Summary: Annual Inflation rate slows to 6.1% in June quarter, below expectations; RBA preferred measure slows from 6.6% to 5.9%; food, non-alcoholic beverage prices main drivers of result.
In the early 1990s, high rates of inflation in Australia were reined in by the “recession we had to have” as it became known. Since then, underlying consumer price inflation has averaged around 2.5%, in line with the midpoint of the RBA’s target range. However, the various measures of consumer inflation trended lower during the decade after the GFC and hit a multi-decade low in 2020 before rising significantly in the quarters following September 2021.
Consumer price indices for the June quarter have now been released by the ABS and the seasonally-adjusted inflation rate posted a 0.9% rise. The result was below consensus expectations of a 1.1% rise as well as the March quarter’s 1.3% increase. On a 12-month basis, the seasonally-adjusted rate slowed from 7.0% after revisions to 6.1%.
The RBA’s preferred measure of underlying inflation, the “trimmed mean”, increased by 0.9% over the quarter, less than the 1.1% increase which had been generally expected as well as the March quarter’s 1.3% rise. The 12-month inflation rate slowed from 6.6% to 5.9%.
Domestic Treasury bond yields generally moved lower on the day following similar movements of US Treasury yields overnight.

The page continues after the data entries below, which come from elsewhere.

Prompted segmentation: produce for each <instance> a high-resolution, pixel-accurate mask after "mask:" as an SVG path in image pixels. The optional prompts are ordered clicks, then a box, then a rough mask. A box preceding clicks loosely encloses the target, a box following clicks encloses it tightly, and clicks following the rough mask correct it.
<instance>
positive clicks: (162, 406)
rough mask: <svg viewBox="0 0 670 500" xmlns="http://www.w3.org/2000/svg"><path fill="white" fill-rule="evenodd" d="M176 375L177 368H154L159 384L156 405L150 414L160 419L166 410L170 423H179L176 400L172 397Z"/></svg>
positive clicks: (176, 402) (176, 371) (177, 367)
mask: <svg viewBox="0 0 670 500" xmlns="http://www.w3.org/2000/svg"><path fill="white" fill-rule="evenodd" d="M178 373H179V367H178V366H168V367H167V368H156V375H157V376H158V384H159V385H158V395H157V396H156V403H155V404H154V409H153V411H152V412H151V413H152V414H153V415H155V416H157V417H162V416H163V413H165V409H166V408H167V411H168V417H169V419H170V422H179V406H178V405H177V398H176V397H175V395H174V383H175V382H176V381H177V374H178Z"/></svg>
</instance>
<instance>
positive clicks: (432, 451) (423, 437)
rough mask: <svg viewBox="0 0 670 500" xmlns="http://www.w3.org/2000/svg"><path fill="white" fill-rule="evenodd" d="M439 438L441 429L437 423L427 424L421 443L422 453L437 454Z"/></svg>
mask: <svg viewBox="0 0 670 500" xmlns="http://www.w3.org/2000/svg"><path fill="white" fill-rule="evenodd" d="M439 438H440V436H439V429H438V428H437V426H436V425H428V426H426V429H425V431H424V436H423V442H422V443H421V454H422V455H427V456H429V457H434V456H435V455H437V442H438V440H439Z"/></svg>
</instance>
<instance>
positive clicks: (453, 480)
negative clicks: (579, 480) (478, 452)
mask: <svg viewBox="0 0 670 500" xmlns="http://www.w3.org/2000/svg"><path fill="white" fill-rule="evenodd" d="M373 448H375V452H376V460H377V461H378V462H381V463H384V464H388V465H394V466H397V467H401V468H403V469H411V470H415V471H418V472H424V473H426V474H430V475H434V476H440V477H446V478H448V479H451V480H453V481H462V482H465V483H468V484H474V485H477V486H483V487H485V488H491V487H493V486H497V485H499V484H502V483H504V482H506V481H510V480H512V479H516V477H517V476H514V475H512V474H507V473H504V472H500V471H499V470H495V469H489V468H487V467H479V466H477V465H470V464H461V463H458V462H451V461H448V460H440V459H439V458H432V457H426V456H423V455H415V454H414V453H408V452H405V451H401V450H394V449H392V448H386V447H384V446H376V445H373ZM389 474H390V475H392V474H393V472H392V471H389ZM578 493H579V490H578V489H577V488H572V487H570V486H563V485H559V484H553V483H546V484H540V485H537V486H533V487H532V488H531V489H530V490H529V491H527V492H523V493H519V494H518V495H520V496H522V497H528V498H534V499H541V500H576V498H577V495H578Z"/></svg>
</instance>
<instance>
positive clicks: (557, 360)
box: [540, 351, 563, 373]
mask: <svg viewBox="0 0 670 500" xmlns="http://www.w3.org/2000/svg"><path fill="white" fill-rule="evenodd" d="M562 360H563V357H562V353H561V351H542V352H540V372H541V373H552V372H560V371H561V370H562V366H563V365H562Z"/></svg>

By the close of business, the 3-year ACGB yield had shed 7bps to 3.89%, the 10-year yield had lost 2bps to 4.01% while the 20-year yield finished 1bp higher at 4.28%.
In the cash futures market, expectations regarding further rate rises softened. At the end of the day, contracts implied the cash rate would rise from the current rate of 4.07% to average 4.135% in August and then to 4.175% in September. February 2024 and May 2024 contracts both implied a 4.32% average cash rate, 25bps more than the current rate.
The main driver of the headline inflation figure in the quarter was a 1.6% rise in food and non-alcoholic beverages prices, contributing just under 0.30 percentage points of the 0.8% (unadjusted) increase. Housing costs and prices of furnishings and household equipment also had noticeable influences on the quarter’s reading, each contributing around 0.20% percentage points to the quarterly total.
Here’s what a few economists said about the figures:
Adelaide Timbrell, ANZ
The RBA recently highlighted that the cash rate is “clearly restrictive” and that it remained to be seen if more cash rate increases are required. The sharp drops in headline and core CPI and in non-tradables and services inflation, the latter two both printing 0.8% in Q2, highlight that a 4.1% cash rate may be restrictive enough to bring inflation down. This is particularly the case given monetary policy operates with a considerable lag.
Faraz Syed, Citi
The Q2 CPI report showed that inflation remains sticky; with both headline and underlying inflation running at 6% and 5.9%, respectively. Although this was a downside miss versus consensus and the RBA’s forecast, it was largely driven by some volatile items and administrative prices that fell because of subsidies.
Services inflation continues to accelerate and this is evidenced across a variety of household categories such as rents or personal services. Wages growth could continue to fuel further pick-up in services inflation in H2.
Chris Read, Morgan Stanley Australia
More broadly, there continues to be a divergence across goods and services inflation trajectories with the latter now higher for the first time since mid-2021. Rents remain an important driver of this services strength and increased to the highest annual rate since 2009. The slower quarterly pace in this print suggests a clear path for headline inflation to ease over 2H23, although we see less scope for sequential slowing in core inflation over the same period, given rent, wage and electricity inflation are all likely to be higher over this period.
Justin Smirk, Westpac
The more modest-than-expected rise in the headline and core measures highlight disinflationary forces greater than we had thought. So, it is clear that while we continue to see most prices continuing to rise, many of these increases continue to get smaller than they have been in recent quarters.